The series is built around a covert government agency monitoring giant monsters called Titans. It stars father and son Kurt Russell and Wyatt Russell as different-era versions of the same Army officer — a soldier’s soldier who spends decades watching the brass refuse to take a threat seriously until it’s too late.
The story is fiction, obviously. But as anyone who’s sat through a joint readiness exercise knows, the scariest scenario is always the one nobody planned for. So, let’s run the tape.
The first problem is command authority. Under the current National Response Framework, a catastrophic domestic incident triggers a cascade of federal coordination flowing from local authorities up through FEMA, with the Defense Department stepping in for Defense Support of Civil Authorities. It’s a system built for hurricanes, mass casualty events and CBRN -chemical, biological, radiological and nuclear- incidents.
A 300-foot amphibious creature leveling a coastal city technically checks the “catastrophic” box. Still, the chain of command for a threat that moves under its own power, does not respond to law enforcement, and cannot be detained pending arraignment is untested at best.
In a real monster scenario, U.S. Northern Command would likely assume the lead for any domestic Titan event. The command has been quietly expanding its homeland defense footprint, with new component activations as recently as this past January. That’s encouraging, unless the thing you’re defending against walked right out of the ocean and into downtown Los Angeles.
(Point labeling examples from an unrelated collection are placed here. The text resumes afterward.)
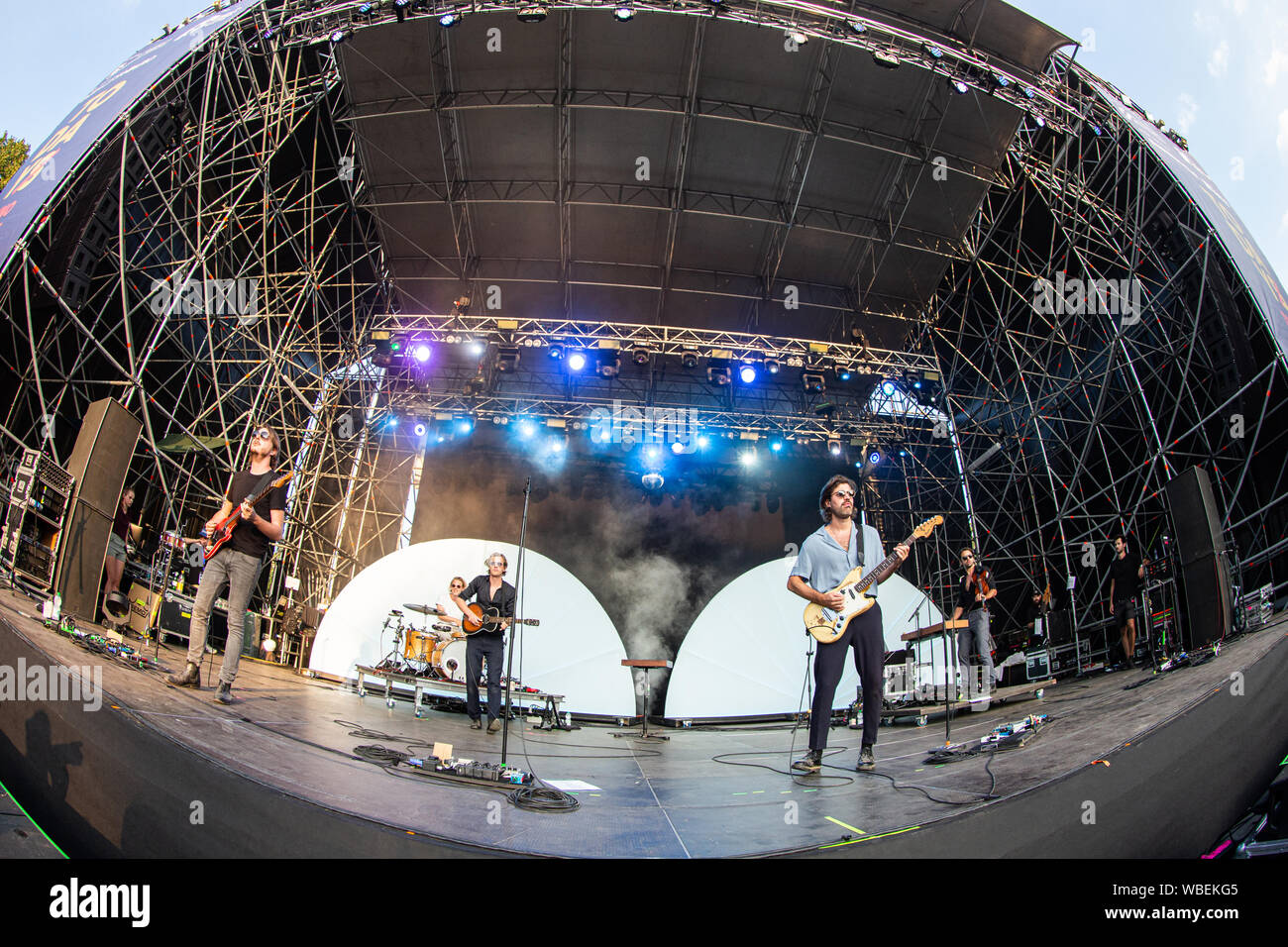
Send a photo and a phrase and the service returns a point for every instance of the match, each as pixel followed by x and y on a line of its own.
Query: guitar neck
pixel 885 564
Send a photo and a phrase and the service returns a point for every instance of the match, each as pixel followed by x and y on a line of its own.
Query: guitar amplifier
pixel 1037 665
pixel 175 617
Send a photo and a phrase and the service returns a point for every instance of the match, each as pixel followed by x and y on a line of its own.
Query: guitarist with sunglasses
pixel 237 566
pixel 825 557
pixel 489 591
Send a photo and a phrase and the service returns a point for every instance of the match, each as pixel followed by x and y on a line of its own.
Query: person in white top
pixel 451 612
At that point, the question of what active-duty troops are actually authorized to do on U.S. soil becomes considerably more urgent.
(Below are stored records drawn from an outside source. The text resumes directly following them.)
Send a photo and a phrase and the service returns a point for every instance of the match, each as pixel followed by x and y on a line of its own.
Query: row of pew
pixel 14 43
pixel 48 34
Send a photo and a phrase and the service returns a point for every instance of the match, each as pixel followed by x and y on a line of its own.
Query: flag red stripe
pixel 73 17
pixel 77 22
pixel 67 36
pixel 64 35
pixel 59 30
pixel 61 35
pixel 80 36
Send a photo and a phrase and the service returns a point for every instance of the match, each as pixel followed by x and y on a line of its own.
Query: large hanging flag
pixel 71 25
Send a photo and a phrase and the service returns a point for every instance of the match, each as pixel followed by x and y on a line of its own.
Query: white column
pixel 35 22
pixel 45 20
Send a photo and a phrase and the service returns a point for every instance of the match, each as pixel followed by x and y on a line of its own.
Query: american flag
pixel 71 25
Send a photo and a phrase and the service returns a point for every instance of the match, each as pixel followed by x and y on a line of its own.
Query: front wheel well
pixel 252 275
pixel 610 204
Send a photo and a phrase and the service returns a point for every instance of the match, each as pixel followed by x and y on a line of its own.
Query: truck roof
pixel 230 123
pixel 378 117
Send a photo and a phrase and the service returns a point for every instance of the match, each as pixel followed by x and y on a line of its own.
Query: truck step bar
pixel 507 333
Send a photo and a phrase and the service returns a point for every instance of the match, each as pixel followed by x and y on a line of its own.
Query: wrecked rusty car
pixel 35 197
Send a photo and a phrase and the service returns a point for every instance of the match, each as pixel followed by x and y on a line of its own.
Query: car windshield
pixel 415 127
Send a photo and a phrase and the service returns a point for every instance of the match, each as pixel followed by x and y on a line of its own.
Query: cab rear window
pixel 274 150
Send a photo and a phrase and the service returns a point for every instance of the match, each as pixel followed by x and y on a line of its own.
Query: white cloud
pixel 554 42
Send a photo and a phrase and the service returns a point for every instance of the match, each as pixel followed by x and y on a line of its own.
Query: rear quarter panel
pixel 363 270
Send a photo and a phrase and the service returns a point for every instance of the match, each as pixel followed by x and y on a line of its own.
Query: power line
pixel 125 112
The second problem is weapons. The U.S. military’s most powerful non-nuclear conventional munition is the GBU-57 Massive Ordnance Penetrator, a 30,000-pound bunker-buster delivered exclusively by B-2 Spirit bombers. It can punch through roughly 200 feet of reinforced concrete before detonating. According to Scientific American, the weapon saw its first real-world combat use last year against hardened nuclear facilities in Iran.
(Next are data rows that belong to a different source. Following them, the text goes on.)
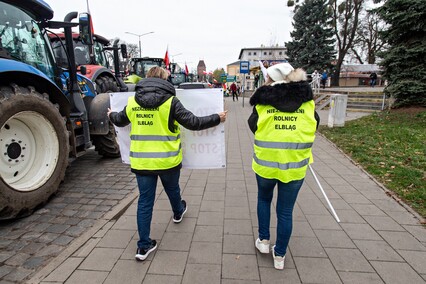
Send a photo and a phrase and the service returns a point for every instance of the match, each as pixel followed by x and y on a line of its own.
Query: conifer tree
pixel 312 45
pixel 404 61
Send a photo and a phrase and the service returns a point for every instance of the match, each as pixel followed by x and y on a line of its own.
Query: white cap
pixel 279 72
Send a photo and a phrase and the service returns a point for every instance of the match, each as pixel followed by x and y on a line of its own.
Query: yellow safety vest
pixel 152 145
pixel 283 142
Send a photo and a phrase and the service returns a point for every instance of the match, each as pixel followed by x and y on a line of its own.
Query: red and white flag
pixel 166 59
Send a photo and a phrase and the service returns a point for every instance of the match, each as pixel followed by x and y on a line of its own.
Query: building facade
pixel 272 55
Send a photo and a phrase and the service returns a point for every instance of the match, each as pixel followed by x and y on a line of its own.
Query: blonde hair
pixel 295 75
pixel 157 72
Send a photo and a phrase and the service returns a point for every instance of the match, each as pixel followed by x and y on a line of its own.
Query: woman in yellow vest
pixel 284 122
pixel 155 150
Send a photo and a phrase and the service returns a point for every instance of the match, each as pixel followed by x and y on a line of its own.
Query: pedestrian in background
pixel 155 114
pixel 316 77
pixel 233 89
pixel 324 78
pixel 373 79
pixel 284 122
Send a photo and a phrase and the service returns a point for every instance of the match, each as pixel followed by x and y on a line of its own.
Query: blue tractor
pixel 48 116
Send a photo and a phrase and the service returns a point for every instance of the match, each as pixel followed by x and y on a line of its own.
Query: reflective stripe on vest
pixel 152 145
pixel 283 142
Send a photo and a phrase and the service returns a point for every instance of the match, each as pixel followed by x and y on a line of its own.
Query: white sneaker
pixel 278 260
pixel 262 245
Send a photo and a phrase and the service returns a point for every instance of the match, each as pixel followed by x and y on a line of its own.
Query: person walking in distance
pixel 324 78
pixel 284 122
pixel 373 79
pixel 155 114
pixel 233 89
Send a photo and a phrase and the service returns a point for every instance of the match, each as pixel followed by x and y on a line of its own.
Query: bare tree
pixel 367 41
pixel 345 23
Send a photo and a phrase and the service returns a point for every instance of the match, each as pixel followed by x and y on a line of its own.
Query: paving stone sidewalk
pixel 377 241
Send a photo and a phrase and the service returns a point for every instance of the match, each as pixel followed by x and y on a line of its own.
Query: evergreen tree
pixel 405 61
pixel 312 45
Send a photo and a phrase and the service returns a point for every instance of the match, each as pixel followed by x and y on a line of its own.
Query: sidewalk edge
pixel 80 241
pixel 387 191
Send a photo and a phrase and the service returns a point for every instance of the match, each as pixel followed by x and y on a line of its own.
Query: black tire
pixel 105 84
pixel 107 145
pixel 34 150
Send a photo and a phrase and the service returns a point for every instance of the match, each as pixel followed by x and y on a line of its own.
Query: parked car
pixel 193 85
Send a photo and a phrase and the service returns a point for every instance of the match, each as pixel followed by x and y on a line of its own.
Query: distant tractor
pixel 46 119
pixel 93 61
pixel 140 66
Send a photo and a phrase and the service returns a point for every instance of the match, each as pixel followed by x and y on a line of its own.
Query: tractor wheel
pixel 107 145
pixel 34 150
pixel 106 84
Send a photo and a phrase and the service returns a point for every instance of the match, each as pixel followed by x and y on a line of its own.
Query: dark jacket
pixel 286 97
pixel 153 92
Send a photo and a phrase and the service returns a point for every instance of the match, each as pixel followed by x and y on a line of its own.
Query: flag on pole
pixel 186 69
pixel 166 59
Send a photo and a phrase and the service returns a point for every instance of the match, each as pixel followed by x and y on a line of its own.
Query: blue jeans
pixel 147 186
pixel 286 198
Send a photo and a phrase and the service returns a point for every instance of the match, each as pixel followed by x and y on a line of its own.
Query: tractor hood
pixel 39 9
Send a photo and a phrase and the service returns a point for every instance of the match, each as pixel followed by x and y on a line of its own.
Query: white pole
pixel 325 195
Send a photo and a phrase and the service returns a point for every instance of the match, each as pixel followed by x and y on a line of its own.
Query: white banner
pixel 201 149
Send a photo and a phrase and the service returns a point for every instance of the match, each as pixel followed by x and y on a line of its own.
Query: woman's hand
pixel 222 115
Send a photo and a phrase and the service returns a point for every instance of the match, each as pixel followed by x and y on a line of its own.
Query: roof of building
pixel 360 68
pixel 262 48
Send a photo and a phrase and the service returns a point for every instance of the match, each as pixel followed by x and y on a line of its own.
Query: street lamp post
pixel 174 55
pixel 139 36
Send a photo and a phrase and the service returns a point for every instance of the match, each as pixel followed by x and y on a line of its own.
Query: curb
pixel 114 214
pixel 387 191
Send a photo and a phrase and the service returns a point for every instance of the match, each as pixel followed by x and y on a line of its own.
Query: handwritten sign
pixel 201 149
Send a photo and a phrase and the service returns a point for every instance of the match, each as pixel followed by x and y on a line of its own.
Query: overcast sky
pixel 213 31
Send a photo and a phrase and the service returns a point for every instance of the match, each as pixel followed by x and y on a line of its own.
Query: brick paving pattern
pixel 377 241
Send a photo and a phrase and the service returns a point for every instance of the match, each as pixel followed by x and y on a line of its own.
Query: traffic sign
pixel 244 67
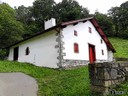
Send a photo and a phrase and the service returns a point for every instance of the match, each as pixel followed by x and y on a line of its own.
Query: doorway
pixel 92 56
pixel 16 53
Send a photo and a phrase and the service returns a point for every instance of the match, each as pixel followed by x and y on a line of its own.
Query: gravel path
pixel 17 84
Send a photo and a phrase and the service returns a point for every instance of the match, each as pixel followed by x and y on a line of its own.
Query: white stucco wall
pixel 42 50
pixel 83 39
pixel 110 55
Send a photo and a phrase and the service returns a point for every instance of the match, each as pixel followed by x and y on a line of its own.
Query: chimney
pixel 50 23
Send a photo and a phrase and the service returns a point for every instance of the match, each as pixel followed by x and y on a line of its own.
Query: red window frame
pixel 75 33
pixel 76 48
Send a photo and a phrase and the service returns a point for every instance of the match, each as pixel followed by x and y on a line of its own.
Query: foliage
pixel 119 16
pixel 105 23
pixel 121 47
pixel 24 15
pixel 10 29
pixel 53 82
pixel 42 10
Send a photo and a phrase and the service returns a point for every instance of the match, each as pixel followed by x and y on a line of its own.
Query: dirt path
pixel 17 84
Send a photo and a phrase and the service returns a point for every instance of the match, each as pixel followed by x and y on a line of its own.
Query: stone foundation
pixel 105 76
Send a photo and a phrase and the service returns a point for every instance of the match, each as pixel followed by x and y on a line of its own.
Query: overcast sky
pixel 93 5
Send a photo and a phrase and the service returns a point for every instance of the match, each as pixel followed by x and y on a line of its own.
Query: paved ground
pixel 17 84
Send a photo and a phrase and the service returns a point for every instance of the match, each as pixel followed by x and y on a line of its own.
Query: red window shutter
pixel 102 52
pixel 90 30
pixel 76 48
pixel 75 33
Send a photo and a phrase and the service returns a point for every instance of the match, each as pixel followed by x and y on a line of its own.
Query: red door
pixel 92 56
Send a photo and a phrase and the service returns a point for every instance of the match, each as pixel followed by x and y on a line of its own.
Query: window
pixel 102 52
pixel 76 48
pixel 90 29
pixel 27 51
pixel 101 41
pixel 75 33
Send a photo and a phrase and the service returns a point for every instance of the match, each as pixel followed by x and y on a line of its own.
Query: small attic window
pixel 75 33
pixel 90 29
pixel 27 51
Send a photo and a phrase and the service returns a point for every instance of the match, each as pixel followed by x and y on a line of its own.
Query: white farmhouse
pixel 68 44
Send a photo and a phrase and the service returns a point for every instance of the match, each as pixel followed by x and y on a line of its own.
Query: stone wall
pixel 105 76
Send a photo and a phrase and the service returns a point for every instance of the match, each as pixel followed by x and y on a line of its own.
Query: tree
pixel 119 16
pixel 24 15
pixel 70 10
pixel 42 10
pixel 105 22
pixel 10 29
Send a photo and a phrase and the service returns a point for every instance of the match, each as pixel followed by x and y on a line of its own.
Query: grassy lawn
pixel 53 82
pixel 121 46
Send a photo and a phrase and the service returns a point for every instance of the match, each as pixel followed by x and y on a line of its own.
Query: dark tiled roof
pixel 94 22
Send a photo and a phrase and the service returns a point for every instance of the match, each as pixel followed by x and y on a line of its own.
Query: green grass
pixel 53 82
pixel 121 46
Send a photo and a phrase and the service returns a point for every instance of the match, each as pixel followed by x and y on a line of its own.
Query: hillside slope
pixel 121 46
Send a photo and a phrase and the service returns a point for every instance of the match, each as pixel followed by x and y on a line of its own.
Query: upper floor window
pixel 76 48
pixel 75 33
pixel 102 51
pixel 90 29
pixel 27 51
pixel 101 41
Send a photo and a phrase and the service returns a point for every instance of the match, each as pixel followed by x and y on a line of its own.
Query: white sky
pixel 93 5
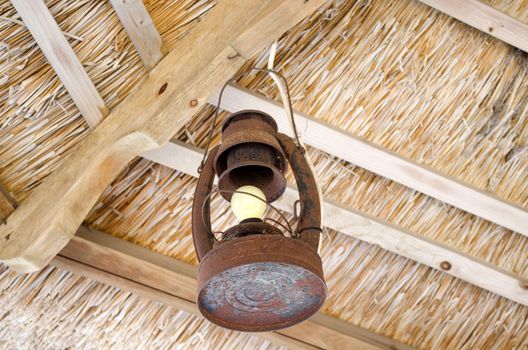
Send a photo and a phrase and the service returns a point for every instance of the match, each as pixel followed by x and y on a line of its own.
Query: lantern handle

The GBU-57 is, by any reasonable measure, an extraordinary piece of engineering. It is also a weapon designed to destroy static targets. A Titan-class threat that can absorb a fuel-air explosion and keep moving rewrites the targeting calculus entirely. Missiles, artillery, carrier air wings: all work against a threat that can be fixed, tracked, and killed inside a standard engagement envelope. A creature that is in the bunker presents a problem that the current inventory was not designed to solve.
The third problem is the kill chain. Even if you could hurt the brute, authorizing the strike would be a bureaucratic event horizon.
Nuclear release authority is well-defined. Authority to conduct a sustained kinetic campaign against a living organism the size of a skyscraper in a populated coastal city would involve rules of engagement, collateral damage estimates, environmental review, and at least one congressional staffer asking if the move requires an Authorization for Use of Military Force.
Pick your favorite bottleneck.
The “Monarch” universe eventually arrives at the uncomfortable conclusion that the military is not the main effort: Containment is. The joint force is extraordinary at destroying thingsbut it is considerably less adept at managing them.
The season finale drops May 1 on Apple TV+.
So is the U.S. military prepared to fight a Kaiju? The answer is a firm “probably not” – but they’re going to try anyway.